Journalists have cared about this sorry state of affairs for a long time, but their pleas have been dismissed as mere self-interest. Yes, journalists are often victims of laws that protect secrecy and target whistleblowers. But what we want, and what everyone should want, is a healthy system of government that can serve the public interest by bringing important matters to light.

The journalist and academic Denis Muller expresses the anger felt by many when he writes that Australian Federal Police, in conducting raids on the ABC and the home of News Limited journalist Annika Smethurst, have allowed themselves to become a tool of “secretive, ruthless and vindictive executive government”. Michelle Grattan writes that Prime Minister Scott Morrison, a keen defender of freedom when it comes to religion, is now faced with the perception that Australia is hostile to a free press.

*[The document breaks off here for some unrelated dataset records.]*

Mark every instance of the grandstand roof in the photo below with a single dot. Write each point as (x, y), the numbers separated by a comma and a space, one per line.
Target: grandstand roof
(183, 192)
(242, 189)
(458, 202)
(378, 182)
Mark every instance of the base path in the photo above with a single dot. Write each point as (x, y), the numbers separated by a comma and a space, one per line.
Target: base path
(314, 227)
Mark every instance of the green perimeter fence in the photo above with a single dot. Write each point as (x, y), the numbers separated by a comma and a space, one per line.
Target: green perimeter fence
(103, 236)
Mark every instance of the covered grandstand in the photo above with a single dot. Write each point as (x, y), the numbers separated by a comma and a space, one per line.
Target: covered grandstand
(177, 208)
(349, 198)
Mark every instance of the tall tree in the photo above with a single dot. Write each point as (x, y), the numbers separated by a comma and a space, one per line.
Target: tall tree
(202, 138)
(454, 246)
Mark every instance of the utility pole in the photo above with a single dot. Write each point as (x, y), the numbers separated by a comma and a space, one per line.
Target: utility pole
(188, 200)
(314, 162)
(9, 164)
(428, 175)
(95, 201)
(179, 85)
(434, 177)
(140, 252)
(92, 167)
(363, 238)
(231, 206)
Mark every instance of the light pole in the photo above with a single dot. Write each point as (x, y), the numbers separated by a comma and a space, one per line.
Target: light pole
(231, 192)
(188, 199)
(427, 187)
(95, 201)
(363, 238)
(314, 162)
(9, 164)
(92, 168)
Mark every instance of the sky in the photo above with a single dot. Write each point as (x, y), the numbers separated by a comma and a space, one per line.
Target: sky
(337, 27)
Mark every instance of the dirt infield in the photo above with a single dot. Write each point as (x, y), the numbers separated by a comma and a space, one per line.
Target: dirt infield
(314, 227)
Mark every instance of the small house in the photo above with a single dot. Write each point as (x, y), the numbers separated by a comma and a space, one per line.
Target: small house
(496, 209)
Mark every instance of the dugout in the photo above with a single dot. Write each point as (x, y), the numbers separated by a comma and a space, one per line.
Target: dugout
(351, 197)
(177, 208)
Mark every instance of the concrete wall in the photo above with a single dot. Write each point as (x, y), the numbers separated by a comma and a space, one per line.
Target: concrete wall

Meanwhile, Peter Greste, now a Professor of Journalism at the University of Queensland, has long been advocating for greater media freedom as part of a group called the Alliance for Journalists’ Freedom. In May they put out a paper suggesting we should create a law that enshrines media freedom as a positive aspect of our democratic system. Such a law would improve the balance between press freedom and national security, as well as provide a measure of protection from future legislative incursion. (Disclosure: I was part of a round table discussion during which this idea was developed.)

It’s an idea that warrants serious consideration. It’s not a First Amendment, but it could take what many of us already imagine to be the case and turn it into reality.